In your quest to target high-value customers, are you leaving a lot of potential revenue on the table? You may not think so, but our recent report, Brand Loyalty 2020: The Need for Hyper-Individualization, shows that there are some significant opportunities to better engage some overlooked audiences, which have the potential to be loyal and generate more sales when engaged.
Some consumer groups – like those in certain income levels or generations – said that they feel their favorite brands tend to overlook them. And the divide has become more apparent as companies put their focus and resources on personalization marketing.
Those in higher income brackets told us that they believe their interactions with brands and retailers are more personalized than those with lower incomes. However, even though lower-income shoppers have less discretionary funds, they still spent about 40% of their income on items that economists categorize as luxuries. Brands that focus on 1:1 personalization with only higher income shoppers are missing out on a potential lucrative lower-income consumer segment, which is ready to buy.

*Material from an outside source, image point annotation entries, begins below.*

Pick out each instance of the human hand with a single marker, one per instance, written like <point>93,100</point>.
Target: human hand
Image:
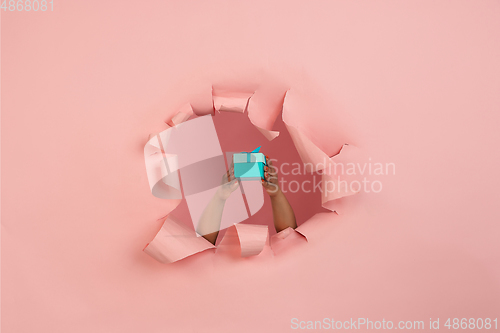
<point>229,184</point>
<point>270,181</point>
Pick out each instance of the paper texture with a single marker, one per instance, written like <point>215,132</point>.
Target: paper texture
<point>190,150</point>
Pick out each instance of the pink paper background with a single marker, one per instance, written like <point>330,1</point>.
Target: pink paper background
<point>415,83</point>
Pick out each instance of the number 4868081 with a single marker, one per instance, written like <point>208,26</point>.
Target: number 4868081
<point>27,5</point>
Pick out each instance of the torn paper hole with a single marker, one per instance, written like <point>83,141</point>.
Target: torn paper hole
<point>190,148</point>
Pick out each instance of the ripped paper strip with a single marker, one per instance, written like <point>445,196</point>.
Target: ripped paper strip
<point>175,241</point>
<point>163,176</point>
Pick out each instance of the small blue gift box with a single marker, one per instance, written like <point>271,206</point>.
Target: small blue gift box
<point>249,166</point>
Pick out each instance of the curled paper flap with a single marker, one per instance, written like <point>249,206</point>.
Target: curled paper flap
<point>162,184</point>
<point>175,241</point>
<point>230,101</point>
<point>285,239</point>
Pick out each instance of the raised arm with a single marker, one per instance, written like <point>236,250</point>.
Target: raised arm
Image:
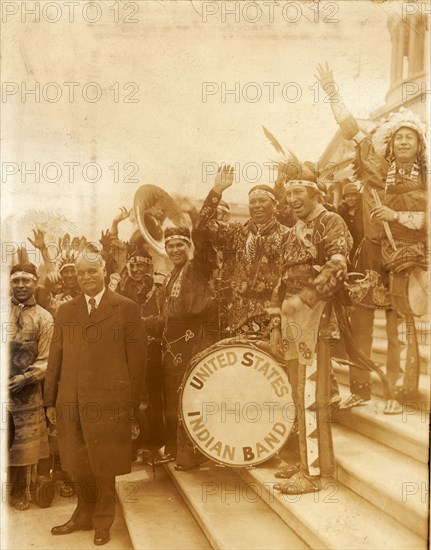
<point>342,115</point>
<point>370,163</point>
<point>38,241</point>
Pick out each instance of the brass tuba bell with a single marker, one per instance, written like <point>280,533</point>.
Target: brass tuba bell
<point>155,210</point>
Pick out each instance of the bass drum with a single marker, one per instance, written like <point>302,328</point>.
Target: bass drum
<point>236,403</point>
<point>409,291</point>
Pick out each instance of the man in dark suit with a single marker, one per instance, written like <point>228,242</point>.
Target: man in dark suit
<point>94,378</point>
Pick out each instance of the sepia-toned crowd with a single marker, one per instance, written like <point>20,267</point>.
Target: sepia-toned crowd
<point>100,344</point>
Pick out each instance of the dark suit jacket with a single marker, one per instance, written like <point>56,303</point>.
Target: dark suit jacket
<point>96,369</point>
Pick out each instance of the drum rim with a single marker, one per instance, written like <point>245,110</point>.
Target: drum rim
<point>201,356</point>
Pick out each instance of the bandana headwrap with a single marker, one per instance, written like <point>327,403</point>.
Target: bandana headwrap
<point>179,237</point>
<point>21,307</point>
<point>301,183</point>
<point>253,245</point>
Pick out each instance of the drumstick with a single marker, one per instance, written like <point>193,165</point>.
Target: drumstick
<point>385,223</point>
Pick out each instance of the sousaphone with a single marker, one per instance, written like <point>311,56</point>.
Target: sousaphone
<point>155,211</point>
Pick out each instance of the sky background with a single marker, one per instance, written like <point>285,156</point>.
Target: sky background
<point>170,133</point>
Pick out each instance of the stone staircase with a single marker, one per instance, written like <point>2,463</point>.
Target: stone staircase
<point>378,498</point>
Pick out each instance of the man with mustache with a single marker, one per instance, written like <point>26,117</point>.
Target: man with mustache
<point>251,252</point>
<point>392,166</point>
<point>313,267</point>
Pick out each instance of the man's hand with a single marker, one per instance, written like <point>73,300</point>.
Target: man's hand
<point>325,77</point>
<point>38,240</point>
<point>51,415</point>
<point>224,178</point>
<point>17,383</point>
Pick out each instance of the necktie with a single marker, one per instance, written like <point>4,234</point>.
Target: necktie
<point>92,303</point>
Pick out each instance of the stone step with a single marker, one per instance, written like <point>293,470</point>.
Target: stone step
<point>155,514</point>
<point>230,512</point>
<point>342,375</point>
<point>379,352</point>
<point>391,481</point>
<point>407,433</point>
<point>335,517</point>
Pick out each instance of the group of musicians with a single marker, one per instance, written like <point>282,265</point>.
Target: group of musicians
<point>281,277</point>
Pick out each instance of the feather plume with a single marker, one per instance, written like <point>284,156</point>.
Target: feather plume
<point>273,141</point>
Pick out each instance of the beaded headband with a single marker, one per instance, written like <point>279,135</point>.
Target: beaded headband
<point>22,275</point>
<point>301,183</point>
<point>179,237</point>
<point>256,192</point>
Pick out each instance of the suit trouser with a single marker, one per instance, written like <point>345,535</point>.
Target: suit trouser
<point>95,493</point>
<point>96,501</point>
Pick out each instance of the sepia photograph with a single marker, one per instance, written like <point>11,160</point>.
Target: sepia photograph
<point>215,274</point>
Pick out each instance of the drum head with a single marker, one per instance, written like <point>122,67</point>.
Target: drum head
<point>419,291</point>
<point>236,405</point>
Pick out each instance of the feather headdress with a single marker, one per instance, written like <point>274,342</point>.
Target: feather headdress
<point>288,163</point>
<point>404,118</point>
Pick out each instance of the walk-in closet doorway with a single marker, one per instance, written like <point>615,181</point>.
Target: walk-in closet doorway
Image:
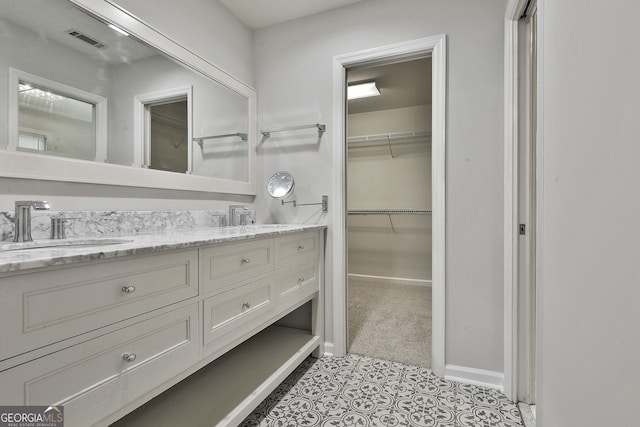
<point>388,190</point>
<point>435,49</point>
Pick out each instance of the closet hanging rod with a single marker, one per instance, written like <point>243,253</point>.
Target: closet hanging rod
<point>389,212</point>
<point>321,128</point>
<point>200,140</point>
<point>385,136</point>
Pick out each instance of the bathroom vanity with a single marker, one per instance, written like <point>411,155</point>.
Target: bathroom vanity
<point>215,315</point>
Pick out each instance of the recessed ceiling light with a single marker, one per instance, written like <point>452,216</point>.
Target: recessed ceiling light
<point>118,30</point>
<point>362,90</point>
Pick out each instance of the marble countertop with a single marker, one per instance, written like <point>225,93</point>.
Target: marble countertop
<point>14,256</point>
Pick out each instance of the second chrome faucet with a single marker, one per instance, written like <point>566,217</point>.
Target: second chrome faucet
<point>23,218</point>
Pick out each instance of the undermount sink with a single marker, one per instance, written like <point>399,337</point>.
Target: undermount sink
<point>66,243</point>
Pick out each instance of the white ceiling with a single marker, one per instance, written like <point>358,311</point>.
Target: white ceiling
<point>403,84</point>
<point>51,19</point>
<point>263,13</point>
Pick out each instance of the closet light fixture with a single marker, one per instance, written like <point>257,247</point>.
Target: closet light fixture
<point>362,90</point>
<point>118,30</point>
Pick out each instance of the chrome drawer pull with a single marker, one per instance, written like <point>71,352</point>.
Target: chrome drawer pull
<point>128,357</point>
<point>128,289</point>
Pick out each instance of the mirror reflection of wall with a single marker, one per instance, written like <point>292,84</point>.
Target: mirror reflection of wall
<point>54,124</point>
<point>169,136</point>
<point>59,43</point>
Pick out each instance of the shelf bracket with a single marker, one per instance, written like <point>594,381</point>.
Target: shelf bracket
<point>324,203</point>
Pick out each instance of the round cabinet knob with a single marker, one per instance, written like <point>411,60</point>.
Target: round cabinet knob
<point>128,289</point>
<point>128,357</point>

Then there's the Baby Boomers. Most brands cater to younger generations – coveting those like Millennials who spend so much time, and money, shopping online. But, Millennials are not the ones with the most disposable income. Baby Boomers are the biggest annual spenders in the U.S., followed by Generation X. Brands must ensure personalization strategies address unique attributes of each generation, which requires continually adapting channels by audience. For example, before COVID-19, an app may have been the best way to reach millennials, but direct mail was used to reach Baby Boomers. After COVID-19, however, as digital adoption spiked among homebound Boomers, strategies should pivot to include more app engagement for that particular audience, as well.
Less frequent shoppers are also often marginalized. It makes sense, considering frequent shoppers get more out of loyalty programs than those who don't visit as often or buy as much. But you also need to consider that those who shop online less frequently – once a month or even as little as just once a year – far exceed the number who shop online very frequently. Brands would be wise to develop tiers within their loyalty program that address shopping frequency, in order to engage with customers who only may make purchases a couple times a year, so they are top of mind when these individuals shop in the future.